Polarity is such a word. It sums up what Emerson says in his Essay on Compensation: “Polarity, or action and reaction, we meet in every part of Nature; in darkness and light; in the ebb and flow of waters; in male and female; in the inspiration and expiration of plants and animals; in the undulations of fluids and of sound; in the centripetal and centrifugal gravity; in electricity, galvanism, and chemical affinity. Superinduce Magnetism at one end of a needle, the opposite Magnetism takes place at the other end. If the South attracts, the North repels. An inevitable dualism besets nature, so that each thing is a half, and suggests another to make it whole: as spirit, matter; man, woman; odd, even; subjective, objective; in, out; upper, under; motion, rest; yea, nay.”

These, by whatever name we like to call them, are facts and not fancies, and facts which enter largely into all questions, whether of science, philosophy, religion, or practical policy.
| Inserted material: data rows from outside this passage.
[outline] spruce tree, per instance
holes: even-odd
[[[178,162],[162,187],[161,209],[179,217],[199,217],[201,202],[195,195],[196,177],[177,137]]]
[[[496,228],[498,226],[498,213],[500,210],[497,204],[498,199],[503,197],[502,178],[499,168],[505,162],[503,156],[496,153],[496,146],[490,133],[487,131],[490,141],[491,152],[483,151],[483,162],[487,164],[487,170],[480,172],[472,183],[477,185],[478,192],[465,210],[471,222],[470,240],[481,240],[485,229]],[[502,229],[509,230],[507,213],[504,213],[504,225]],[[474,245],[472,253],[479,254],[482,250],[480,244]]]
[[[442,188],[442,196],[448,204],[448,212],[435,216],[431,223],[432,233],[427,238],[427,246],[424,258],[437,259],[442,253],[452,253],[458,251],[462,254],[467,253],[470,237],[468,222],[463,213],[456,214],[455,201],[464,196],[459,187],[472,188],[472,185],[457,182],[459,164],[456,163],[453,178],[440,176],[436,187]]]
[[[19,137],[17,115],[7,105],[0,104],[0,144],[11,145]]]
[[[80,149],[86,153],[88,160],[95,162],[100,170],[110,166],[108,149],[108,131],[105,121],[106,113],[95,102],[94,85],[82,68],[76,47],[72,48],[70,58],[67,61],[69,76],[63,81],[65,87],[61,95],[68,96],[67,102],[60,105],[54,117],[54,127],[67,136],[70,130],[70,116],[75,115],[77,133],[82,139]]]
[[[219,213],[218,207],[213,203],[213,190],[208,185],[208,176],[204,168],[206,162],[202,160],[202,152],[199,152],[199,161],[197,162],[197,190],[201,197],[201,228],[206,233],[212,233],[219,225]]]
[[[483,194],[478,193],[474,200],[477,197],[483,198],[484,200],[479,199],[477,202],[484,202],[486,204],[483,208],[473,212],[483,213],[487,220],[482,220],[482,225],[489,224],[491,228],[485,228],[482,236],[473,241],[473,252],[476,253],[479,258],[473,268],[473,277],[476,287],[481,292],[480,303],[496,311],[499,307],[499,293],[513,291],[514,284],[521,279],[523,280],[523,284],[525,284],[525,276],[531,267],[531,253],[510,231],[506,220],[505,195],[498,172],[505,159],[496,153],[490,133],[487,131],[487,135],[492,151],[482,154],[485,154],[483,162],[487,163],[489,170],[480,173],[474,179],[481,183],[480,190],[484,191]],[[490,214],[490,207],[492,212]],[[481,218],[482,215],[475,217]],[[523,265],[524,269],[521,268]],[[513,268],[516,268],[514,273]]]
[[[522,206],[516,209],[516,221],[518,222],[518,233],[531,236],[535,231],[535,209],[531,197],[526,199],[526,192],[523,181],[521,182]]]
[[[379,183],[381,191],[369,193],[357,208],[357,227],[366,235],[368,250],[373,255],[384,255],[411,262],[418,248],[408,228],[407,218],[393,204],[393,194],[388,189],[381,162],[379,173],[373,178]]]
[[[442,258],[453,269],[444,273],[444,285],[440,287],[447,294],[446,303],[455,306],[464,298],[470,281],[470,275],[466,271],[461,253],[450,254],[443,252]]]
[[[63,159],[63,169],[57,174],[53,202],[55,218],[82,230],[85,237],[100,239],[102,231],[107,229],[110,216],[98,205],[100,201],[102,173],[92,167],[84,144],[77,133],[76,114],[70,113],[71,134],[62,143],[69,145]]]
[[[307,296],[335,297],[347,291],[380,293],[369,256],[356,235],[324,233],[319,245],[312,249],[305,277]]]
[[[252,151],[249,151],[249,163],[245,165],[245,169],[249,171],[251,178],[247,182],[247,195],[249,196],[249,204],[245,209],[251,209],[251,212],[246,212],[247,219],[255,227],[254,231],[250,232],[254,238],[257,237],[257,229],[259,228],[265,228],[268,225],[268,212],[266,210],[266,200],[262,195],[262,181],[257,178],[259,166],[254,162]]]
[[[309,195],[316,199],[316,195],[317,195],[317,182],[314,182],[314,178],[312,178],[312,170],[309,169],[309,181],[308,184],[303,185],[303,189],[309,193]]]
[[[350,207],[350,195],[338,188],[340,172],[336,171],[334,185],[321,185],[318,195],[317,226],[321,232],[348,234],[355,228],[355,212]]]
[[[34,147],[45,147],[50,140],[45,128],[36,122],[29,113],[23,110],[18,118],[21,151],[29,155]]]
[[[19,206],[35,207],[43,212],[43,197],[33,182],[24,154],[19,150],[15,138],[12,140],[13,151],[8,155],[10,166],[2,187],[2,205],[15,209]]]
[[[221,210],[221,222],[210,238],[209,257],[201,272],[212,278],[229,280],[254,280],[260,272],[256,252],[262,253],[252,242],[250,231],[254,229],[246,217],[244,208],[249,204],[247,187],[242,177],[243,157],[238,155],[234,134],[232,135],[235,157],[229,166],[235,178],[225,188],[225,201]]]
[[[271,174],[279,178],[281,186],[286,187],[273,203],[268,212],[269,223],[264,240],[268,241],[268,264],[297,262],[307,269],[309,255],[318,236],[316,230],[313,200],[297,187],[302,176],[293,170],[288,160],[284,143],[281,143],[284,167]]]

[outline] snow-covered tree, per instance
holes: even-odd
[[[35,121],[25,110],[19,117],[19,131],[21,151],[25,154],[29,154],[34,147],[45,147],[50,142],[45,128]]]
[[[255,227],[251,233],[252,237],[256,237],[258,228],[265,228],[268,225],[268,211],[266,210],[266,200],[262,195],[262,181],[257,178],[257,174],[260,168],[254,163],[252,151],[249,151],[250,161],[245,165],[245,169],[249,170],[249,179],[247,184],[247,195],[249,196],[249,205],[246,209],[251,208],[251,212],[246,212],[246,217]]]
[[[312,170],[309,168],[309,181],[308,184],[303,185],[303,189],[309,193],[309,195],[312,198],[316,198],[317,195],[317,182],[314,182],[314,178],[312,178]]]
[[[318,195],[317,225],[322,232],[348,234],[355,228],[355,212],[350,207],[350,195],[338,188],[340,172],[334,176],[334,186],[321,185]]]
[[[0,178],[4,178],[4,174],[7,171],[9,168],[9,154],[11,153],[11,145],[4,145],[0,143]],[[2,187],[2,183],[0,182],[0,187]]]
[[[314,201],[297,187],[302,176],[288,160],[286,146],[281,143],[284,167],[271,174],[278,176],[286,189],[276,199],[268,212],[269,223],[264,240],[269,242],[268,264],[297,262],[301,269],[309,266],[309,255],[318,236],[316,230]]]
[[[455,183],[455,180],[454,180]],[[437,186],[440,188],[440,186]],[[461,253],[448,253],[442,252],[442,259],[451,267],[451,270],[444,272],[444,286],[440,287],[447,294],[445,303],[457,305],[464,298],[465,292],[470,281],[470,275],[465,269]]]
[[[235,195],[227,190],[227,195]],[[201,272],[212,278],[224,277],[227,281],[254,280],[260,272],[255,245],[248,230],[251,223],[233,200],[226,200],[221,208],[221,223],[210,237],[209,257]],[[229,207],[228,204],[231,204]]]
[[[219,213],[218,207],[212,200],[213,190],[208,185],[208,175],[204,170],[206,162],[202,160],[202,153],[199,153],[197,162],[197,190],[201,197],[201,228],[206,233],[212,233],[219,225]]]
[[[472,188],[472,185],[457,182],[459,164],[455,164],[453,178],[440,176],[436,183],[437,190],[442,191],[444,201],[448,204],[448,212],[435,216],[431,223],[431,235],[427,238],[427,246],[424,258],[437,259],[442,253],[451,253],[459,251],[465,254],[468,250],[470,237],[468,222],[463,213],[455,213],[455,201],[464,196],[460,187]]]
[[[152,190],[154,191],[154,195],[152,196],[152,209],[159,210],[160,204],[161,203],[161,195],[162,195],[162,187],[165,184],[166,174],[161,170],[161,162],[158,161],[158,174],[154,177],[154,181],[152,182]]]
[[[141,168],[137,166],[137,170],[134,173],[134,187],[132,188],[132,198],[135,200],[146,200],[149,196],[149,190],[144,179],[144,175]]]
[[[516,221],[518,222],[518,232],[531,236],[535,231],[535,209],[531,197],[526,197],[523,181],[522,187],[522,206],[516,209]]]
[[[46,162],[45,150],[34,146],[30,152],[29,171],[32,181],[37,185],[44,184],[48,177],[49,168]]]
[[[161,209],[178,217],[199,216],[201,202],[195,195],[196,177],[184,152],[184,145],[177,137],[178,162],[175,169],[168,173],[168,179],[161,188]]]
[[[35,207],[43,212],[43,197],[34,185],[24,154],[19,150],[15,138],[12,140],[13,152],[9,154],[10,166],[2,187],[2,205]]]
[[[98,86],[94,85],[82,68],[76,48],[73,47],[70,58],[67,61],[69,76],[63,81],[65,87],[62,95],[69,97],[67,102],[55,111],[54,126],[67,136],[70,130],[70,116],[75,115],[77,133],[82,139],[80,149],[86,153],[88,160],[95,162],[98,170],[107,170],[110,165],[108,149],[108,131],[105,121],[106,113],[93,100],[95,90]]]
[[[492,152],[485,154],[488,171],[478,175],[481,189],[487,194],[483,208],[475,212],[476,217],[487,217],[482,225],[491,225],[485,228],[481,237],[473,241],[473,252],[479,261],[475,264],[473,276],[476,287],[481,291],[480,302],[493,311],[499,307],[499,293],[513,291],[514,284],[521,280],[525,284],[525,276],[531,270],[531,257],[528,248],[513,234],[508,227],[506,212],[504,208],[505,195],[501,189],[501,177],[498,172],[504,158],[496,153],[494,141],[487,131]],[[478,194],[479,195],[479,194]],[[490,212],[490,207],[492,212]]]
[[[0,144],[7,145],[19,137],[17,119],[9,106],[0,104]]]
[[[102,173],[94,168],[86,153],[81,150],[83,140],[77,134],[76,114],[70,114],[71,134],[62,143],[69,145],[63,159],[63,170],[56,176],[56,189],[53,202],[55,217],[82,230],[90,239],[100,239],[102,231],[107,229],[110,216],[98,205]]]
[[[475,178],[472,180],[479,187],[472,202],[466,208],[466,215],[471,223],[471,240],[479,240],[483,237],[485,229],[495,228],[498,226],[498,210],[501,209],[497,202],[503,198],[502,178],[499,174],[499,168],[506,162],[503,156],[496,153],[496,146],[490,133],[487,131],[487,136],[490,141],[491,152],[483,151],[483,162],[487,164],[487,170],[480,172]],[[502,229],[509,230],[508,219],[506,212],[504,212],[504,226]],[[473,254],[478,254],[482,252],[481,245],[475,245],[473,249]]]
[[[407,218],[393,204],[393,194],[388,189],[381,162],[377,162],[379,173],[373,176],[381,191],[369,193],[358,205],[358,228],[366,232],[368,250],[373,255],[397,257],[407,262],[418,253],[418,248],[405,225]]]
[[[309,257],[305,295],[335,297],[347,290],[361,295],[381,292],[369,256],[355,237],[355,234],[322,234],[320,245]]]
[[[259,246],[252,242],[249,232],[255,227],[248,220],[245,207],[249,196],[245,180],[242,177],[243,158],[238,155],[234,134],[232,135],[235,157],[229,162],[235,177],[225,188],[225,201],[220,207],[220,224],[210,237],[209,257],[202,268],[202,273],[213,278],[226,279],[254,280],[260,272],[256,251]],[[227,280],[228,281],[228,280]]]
Every one who wishes to keep at all abreast with modern culture, ought to have some general knowledge of the ideas and principles which underlie them and which are embraced in the comprehensive word “polarity.” My object in this book has been to assist the reader, who is not a specialist, in arriving at some general understanding of the subjects treated of, and I may hope, in awakening such an interest in them as may induce him to prosecute further researches. If I succeed in this, my object will have been attained.


PREFACE.

The reception given to my former work, on ‘Modern Science and Modern Thought,’ has induced me to write this further one. I refer not so much to the reviews of professional critics, though as a rule nothing could be more courteous and candid, but rather to the letters I have received from readers of various age, sex, and condition, saying that I had assisted them in understanding much interesting matter which had previously been a sealed book to them.

If I am good for anything, it is for a certain faculty of lucid condensation, and I have thought that I might apply this to some of the less-known branches of modern science, such as the new chemistry and physiology, as well as, in my first work, to the more familiar subjects of astronomy and geology; while at the same time I might extend it to some of the more obvious problems of religion, morals, metaphysics, and practical life, which force themselves, more and more every day, on the attention of intelligent thinkers.

As in the former work the scientific speculations were linked together by the leading idea of the universality of law, so, in this, unity is given to them by the all-pervading principle of polarity, which manifests itself everywhere as the fundamental condition of the material and spiritual universe.